Note: This bug is displayed in read-only format because the product is no longer active in Red Hat Bugzilla.

Bug 1949470

Summary: Limit the number of pivot retries
Product: [oVirt] vdsm Reporter: Nir Soffer <nsoffer>
Component: GeneralAssignee: Nir Soffer <nsoffer>
Status: CLOSED DEFERRED QA Contact: Evelina Shames <eshames>
Severity: medium Docs Contact:
Priority: unspecified    
Version: 4.40.60.3CC: ahadas, bugs, eshames, sfishbai
Target Milestone: ---Keywords: ZStream
Target Release: ---Flags: pm-rhel: ovirt-4.5?
Hardware: Unspecified   
OS: Unspecified   
Whiteboard:
Fixed In Version: Doc Type: If docs needed, set a value
Doc Text:
Story Points: ---
Clone Of: Environment:
Last Closed: 2022-05-23 11:09:37 UTC Type: Bug
Regression: --- Mount Type: ---
Documentation: --- CRM:
Verified Versions: Category: ---
oVirt Team: Storage RHEL 7.3 requirements from Atomic Host:
Cloudforms Team: --- Target Upstream Version:
Embargoed:

Description Nir Soffer 2021-04-14 11:13:57 UTC
Description of problem:

In bug 1857347 we tried to fix a case when libvirt block commit job failed
with unrecoverable error. Unfortunately the fix was not correct, making the
situation even worse, bug 1945675. The fix was reverted and now vdsm is
retrying pivot after unexpected errors.

Retrying proved very useful to mitigate temporary errors, for example
bug 1945635, when libvirt block job is flipping states between "ready" and
"standby". Testing show that in all cases the pivot was successful in the
second retry.

However if the libvirt error is not temporary, retrying will not help and
the operation will never complete. In this case vdsm need to abort the
current libvirt block job and fail the merge operation.

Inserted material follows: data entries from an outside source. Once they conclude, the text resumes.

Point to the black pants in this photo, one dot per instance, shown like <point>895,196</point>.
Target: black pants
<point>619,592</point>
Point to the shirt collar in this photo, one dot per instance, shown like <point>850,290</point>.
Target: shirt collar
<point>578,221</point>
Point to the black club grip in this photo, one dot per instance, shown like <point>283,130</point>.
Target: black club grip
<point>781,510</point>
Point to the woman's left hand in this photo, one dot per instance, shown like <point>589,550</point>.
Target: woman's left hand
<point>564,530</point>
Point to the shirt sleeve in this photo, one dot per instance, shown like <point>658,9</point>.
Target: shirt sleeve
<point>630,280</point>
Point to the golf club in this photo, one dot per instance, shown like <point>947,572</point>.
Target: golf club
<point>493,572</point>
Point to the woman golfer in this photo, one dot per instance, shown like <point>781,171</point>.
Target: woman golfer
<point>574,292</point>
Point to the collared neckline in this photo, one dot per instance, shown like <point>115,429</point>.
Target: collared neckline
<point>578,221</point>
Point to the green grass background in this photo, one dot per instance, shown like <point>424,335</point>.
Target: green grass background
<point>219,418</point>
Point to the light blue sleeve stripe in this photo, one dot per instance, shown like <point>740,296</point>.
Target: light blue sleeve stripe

We don't have a way to detect unrecoverable error in libvirt, since the error
is typically caused by a bug in qemu or libvirt so libvirt reports internal
error for all unexpected cases.

The only way to tell if the error is recoverable is to retry the operation,
and fail after several retries.

I think the best way to fix this is:

- Keep the cleanup method in the job (e.g. "pivot", "abort")
- Keep the number of pivot attempts in the job (like extend attempts)
- When pivot fails, increase the pivot attempt counter.
- When starting cleanup, if pivot attempt counter exceed the maximum value,
  change the job cleanup method to "abort". From this point, the job
  will try to abort the libvirt block job without the pivot flag.
- There is no limit the the number of abort attempts, we must not
  leave libvirt block job running.

Expected flow, starting at the point we start the cleanup, assuming
maximum 3 pivot attempts (the actual number of retries may need to be
larger):

00:00 try to pivot, fail: wait for next update
00:15 try to pivot, fail: wait for next update
00:30 try to pivot, fail: switch job to cleanup="abort"
00:45 try to avbort, fail: wait for next update
01:00 try to avbort, fail: wait for next update
01:15 try to abort, success: untrack job

Comment 3 Eyal Shenitzky 2021-10-21 11:03:23 UTC
This fix can solve a theoretical loop of retries due to a consistent failure to perform the pivot operation on libvirt side.
Therefore, severity is lowered to medium.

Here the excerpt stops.